I’ve often believed that if one is good, two is better. That instinct has followed me in all sorts of places. The best example of this is when I was in my late teens, water skiing with a friend on trick skis. One time, he swung the boat into a sharp turn, which flung me outside the wake at a tremendous speed. The first time was such a thrill, I motioned him to try it again.
The second run was even faster. I remember the great downward pressure on my legs as I whipped around the outside of the curve. It was so great, my knees buckled under the weight. I have no memory of the next moments, but my friend said I hit the water several times in a row, somersaulting each time like a stone skimming a pond. I woke up in the boat, shaken and missing my swimsuit!

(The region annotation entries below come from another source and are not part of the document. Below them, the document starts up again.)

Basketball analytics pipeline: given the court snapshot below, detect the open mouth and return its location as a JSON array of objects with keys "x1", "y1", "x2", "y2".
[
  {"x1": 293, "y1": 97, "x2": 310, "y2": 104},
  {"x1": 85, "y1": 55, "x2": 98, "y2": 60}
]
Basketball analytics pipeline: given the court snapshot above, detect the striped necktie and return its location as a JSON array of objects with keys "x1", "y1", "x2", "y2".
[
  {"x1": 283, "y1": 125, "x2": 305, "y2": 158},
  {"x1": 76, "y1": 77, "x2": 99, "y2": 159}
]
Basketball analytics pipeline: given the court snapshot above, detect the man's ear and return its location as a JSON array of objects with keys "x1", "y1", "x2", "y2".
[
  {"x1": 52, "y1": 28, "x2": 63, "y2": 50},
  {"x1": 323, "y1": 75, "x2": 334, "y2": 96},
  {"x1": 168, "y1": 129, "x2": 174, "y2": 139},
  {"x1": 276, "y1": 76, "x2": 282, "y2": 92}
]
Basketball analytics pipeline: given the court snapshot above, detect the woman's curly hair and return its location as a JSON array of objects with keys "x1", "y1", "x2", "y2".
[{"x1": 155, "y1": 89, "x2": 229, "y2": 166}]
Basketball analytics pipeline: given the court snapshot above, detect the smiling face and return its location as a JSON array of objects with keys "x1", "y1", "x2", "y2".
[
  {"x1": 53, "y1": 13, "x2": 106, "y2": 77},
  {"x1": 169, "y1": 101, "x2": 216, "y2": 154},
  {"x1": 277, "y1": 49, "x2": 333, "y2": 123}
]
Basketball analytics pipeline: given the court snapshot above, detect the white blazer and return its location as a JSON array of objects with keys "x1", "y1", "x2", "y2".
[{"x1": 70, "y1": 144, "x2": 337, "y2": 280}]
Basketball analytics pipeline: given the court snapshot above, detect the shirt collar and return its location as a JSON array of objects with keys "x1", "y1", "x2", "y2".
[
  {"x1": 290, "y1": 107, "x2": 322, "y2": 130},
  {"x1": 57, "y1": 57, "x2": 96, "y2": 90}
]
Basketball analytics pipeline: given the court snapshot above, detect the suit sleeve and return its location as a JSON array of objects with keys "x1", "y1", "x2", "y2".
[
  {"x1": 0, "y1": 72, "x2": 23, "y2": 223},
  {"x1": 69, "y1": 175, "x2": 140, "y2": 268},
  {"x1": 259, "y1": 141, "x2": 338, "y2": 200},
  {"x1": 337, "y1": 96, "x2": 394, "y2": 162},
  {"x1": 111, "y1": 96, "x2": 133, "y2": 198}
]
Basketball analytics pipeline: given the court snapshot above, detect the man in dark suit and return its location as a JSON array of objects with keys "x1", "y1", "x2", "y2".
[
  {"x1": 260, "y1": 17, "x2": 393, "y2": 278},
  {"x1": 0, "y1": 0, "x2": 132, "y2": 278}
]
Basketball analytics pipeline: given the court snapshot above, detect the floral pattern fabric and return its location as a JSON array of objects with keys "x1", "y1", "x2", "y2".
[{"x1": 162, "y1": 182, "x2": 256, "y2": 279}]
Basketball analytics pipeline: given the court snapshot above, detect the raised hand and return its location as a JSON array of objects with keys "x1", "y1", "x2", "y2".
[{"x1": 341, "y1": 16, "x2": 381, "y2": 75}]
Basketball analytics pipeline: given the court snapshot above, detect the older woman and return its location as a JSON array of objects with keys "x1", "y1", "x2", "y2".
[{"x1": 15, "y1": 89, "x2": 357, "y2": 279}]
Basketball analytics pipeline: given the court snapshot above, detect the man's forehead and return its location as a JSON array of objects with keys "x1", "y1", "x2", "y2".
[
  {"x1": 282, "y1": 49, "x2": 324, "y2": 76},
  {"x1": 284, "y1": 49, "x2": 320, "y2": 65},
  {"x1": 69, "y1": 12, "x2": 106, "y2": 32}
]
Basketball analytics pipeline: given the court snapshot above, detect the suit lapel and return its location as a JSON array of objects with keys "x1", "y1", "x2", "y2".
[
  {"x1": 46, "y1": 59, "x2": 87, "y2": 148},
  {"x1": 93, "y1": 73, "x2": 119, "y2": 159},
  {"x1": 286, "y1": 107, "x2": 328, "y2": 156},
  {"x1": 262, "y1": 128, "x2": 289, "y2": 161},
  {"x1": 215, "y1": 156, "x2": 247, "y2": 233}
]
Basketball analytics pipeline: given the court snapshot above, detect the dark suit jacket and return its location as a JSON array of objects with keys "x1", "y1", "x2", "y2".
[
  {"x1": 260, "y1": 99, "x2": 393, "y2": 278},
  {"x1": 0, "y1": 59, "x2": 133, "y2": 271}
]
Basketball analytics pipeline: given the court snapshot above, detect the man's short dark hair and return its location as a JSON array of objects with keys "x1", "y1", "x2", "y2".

That pattern has shown up in many areas of my life. Shopping, food, exercise, sports, driving. Anything that activated the dopamine response in my brain felt like a green light to push further. For years, I tried to regulate that tendency. As I’ve aged, I’ve started to see that regulating it does not address the problem or the belief behind it. My chai reminded me again that “more” often strips away the enjoyment.
I am grateful for the number of reckless moments God has shielded me from. Carl Jung observed that the normal drives of youth can turn into harmful drives later in life. That idea resonates with me. I am beginning to appreciate the pleasure of doing less and enjoying it more.
The chai experience also revealed something about how change works.
1. Growth begins with clarity.
The issue wasn’t the chai mixture. The honey was the real variable. Personal change often works the same way. The surface-level behaviors are rarely the root. Most of the time, the deeper driver has been running quietly in the background for years.
2. Change becomes real when a new truth is acted upon.
People naturally hold on to familiar patterns. They feel predictable even when they are unhelpful. The moment I actually reduced the sweetness, the spice came back. It helped the truth sink deeper. Understanding moves further when the heart integrates what the mind has already learned.
3. Maturity requires finding the hidden element.
We all carry something that dulls the joy in life. For me, it has been a compulsion. For others, it shows up in different forms. Naming it is the first act of freedom because it removes the secrecy that keeps it alive. This is why I love journaling about things as they begin to emerge in my consciousness.
I am learning that life is richer when I pay attention to what actually creates joy rather than chasing bigger versions of the same thing, which often reduces joy. Reducing the honey improved the chai. No longer believing that “if a little is good, a lot is better is changing my life", and is slowly and steadily improving my life.
What are you thankful for this year that was not true a year ago?